The telemetry value of an SDK is right-skewed: crash reporters and primary analytics produce most of the value, while duplicate analytics, unused attribution, and ad mediation without ad revenue produce marginal value at the same cost.
The 2021 iOS App Tracking Transparency change reshaped the cost structure of attribution and advertising SDKs. The opt-in rate varies widely by app category and prompt framing, and the SDK that was high-value in 2020 may be low-value in 2026 if the opt-in rate has collapsed for that population.

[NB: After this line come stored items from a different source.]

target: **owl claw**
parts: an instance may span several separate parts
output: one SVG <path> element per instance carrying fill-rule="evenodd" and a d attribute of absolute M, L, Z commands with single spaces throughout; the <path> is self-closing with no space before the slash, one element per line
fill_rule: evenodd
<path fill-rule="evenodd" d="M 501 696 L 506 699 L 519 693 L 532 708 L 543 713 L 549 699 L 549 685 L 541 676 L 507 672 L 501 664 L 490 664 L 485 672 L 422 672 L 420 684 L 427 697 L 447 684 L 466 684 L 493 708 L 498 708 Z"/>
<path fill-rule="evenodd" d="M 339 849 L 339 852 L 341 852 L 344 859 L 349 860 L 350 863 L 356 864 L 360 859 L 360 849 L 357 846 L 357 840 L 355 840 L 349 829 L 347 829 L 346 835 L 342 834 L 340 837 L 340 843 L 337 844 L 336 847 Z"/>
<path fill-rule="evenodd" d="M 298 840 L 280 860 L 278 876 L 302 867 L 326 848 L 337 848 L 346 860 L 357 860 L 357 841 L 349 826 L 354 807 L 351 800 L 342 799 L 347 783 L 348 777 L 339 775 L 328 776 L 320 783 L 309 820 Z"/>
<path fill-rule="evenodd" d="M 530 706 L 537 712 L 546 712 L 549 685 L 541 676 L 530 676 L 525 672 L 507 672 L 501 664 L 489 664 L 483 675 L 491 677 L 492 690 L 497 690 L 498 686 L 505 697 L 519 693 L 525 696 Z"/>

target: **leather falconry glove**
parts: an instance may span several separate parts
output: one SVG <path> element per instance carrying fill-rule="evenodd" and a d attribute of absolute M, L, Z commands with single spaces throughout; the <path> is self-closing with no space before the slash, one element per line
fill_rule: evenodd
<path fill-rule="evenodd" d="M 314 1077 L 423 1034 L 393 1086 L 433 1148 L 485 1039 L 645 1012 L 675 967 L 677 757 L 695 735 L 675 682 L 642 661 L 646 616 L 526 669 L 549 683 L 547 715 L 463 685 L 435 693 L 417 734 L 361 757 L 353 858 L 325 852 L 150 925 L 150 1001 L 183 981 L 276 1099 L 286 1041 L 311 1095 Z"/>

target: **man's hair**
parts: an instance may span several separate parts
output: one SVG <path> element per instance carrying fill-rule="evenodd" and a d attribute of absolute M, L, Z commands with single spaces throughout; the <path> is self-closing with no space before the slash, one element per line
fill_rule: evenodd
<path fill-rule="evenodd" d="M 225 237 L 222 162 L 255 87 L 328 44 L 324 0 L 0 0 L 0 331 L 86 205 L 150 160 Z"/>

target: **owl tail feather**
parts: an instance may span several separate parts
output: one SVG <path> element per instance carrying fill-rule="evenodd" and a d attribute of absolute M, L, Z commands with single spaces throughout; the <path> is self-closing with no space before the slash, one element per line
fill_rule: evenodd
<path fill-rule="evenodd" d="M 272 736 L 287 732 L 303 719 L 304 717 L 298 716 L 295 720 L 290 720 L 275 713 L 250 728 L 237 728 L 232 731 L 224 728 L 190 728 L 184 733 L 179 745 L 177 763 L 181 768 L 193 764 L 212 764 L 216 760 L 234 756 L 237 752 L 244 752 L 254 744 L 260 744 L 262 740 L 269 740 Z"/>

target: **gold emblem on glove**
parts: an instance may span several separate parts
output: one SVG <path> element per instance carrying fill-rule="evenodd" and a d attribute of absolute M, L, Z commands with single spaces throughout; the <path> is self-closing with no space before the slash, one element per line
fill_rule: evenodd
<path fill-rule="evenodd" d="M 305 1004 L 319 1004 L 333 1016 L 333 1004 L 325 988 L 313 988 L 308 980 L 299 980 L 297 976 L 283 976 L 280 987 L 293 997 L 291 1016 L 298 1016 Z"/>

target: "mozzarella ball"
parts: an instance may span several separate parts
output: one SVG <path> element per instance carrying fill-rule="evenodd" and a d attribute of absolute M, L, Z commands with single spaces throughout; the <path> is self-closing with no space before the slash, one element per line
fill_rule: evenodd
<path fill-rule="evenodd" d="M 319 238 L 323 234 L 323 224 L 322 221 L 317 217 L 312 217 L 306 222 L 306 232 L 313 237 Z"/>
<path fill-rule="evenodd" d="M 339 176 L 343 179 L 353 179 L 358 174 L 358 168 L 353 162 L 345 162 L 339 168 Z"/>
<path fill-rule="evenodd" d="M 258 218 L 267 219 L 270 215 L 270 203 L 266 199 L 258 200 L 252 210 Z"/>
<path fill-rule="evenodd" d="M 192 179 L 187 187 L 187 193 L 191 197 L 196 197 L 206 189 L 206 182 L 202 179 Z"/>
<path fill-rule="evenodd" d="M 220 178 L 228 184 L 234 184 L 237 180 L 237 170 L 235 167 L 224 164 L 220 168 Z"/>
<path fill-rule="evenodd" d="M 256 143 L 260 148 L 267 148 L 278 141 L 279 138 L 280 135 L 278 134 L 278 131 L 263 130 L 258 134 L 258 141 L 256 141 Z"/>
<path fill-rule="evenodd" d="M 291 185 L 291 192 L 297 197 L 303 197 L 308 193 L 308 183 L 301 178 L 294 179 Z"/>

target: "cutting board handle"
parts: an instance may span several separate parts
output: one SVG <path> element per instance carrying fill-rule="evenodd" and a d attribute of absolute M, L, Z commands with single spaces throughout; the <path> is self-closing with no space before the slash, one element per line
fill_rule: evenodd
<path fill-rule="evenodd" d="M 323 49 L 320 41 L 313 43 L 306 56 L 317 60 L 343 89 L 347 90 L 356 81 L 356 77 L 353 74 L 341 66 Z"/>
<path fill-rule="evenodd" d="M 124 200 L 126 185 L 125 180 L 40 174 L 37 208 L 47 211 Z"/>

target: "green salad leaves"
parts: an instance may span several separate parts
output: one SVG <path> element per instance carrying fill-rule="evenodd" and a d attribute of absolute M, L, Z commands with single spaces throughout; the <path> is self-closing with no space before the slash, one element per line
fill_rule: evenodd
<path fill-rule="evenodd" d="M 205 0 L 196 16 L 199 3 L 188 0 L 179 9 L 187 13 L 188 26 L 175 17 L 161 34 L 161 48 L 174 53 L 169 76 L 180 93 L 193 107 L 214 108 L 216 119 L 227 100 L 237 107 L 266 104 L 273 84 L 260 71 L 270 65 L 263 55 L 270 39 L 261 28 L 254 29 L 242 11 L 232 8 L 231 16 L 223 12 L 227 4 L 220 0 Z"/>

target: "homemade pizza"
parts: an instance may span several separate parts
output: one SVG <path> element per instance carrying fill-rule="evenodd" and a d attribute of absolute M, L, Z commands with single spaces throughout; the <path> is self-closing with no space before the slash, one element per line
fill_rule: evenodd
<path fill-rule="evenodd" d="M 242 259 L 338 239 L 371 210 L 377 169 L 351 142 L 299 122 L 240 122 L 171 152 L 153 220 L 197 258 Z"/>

The bloat pattern is structural, not accidental. Asymmetric ownership (the team that installs an SDK is not the team that pays the performance cost), vendor lock-in inertia, single-incident retention bias, and status-signaling installations all push the portfolio toward over-instrumentation.
The single most common audit finding is two analytics SDKs running in parallel. The team that installed Firebase first and Amplitude or Mixpanel second has rarely removed either, and is paying double for capability used once.
The privacy permission surface is a first-order cost, not a footnote. Each SDK that requires a consent prompt contributes to prompt fatigue, which reduces opt-in rates across all prompts. Reducing SDK count can increase the value extracted from the remaining SDKs.
The portfolio audit is recurring. New SDKs get added every year; without a regular audit to balance the additions with removals, the portfolio grows monotonically. A semi-annual review cadence keeps the portfolio in approximate equilibrium.
The conditions under which adding an SDK is worth the cost can be specified: the SDK produces telemetry no other source produces, the telemetry will be acted on (in a specific meeting with specific people on a specific cadence), the integration capacity exists, and the privacy-prompt stack has headroom.
The 12-week portfolio audit and remediation plan (inventory, value mapping, candidacy review, removal migration, remaining-SDK optimization, privacy-prompt audit, ongoing review cadence) is the minimum responsible discipline. The work is non-trivial but the savings (binary size, cold-start time, privacy posture) are concrete and the audit pays for itself in most engagements within a single release cycle.